When it comes to delicious dishes made from fresh, wholesome ingredients, Italy has a wealth of culinary gems. Fresh pesto makes the mark -- the fragrant no-cook sauce from Genoa is just as flavorful as it is nutritious. It takes its name from the Italian word “pestare,” which means to crush or pound. While the traditional variety is made by grinding sweet basil with pine nuts, Parmesan cheese, garlic and olive oil, you can make pesto with other ingredients, too.
With its olive oil and pine nuts, pesto is an excellent source of unsaturated fatty acids -- particularly the monounsaturated type. The American Heart Association suggests that a diet that includes mostly unsaturated fats can help reduce high cholesterol levels and decrease your risk of heart disease and stroke.

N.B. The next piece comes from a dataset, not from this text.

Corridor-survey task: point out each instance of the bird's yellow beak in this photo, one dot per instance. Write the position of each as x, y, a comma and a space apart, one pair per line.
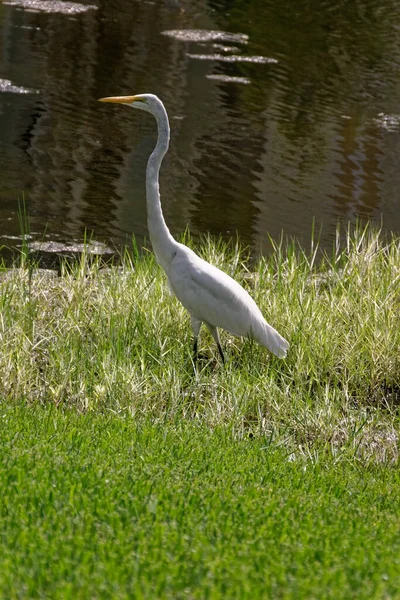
121, 99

Pesto made with copious amounts of fresh basil is generally rich in beta-carotene, too. Your body converts beta-carotene into vitamin A, a fat-soluble nutrient that plays a major role in eye health and immune system function. Parmesan cheese is high in bone-building calcium, while garlic has antibacterial properties that support immunity.
Because virtually all of the calories in pesto come from fat, portion control is important. The standard size for a serving of the sauce is 1/4 cup, or 4 tablespoons. The amount of calories in either homemade or store-bought pesto depends on how it’s made -- some may contain more oil, while others may contain a higher proportion of cheese or nuts. One major brand that supplies about 240 calories and 23 grams of fat per 1/4-cup serving contains no nuts and only one type of cheese. Another brand -- which happens to contain pine nuts as well as two types of cheeses -- provides closer to 270 calories and 26 grams of fat per 1/4-cup serving.
Fresh is Best
Fresh pesto is generally more nutritious -- and arguably better tasting -- than the commercially prepared variety. When you make it at home, you can control calories and boost vitamins and minerals by using more basil and less olive oil. Although adding extra Parmesan cheese will get you more calcium, it will also significantly boost the amount of sodium that’s in the sauce. This is the main nutritional pitfall of store-bought pesto and why you should generally avoid it if you can make your own. The commercial variety tends to be high in sodium -- one leading product has about 580 milligrams per serving -- because it’s often made with one or more types of cheese as well as salt.
You can make a traditional pesto that's heavy on the basil and easier on the calories by pulverizing the leaves of four large bunches of basil with about 1/3 cup of olive oil, a couple of tablespoons of pine nuts, 1/2 ounce of Parmesan cheese and two or three cloves of garlic. It's easy to adjust the recipe to suit your tastes, and you can also use different kinds of leafy greens and nuts. Arugula with pistachios, kale with walnuts and watercress or mint with almonds are classic combinations. Use sun-dried tomatoes as the main ingredient in a high-potassium, lycopene-packed red pesto, or add them to traditional pesto for zest.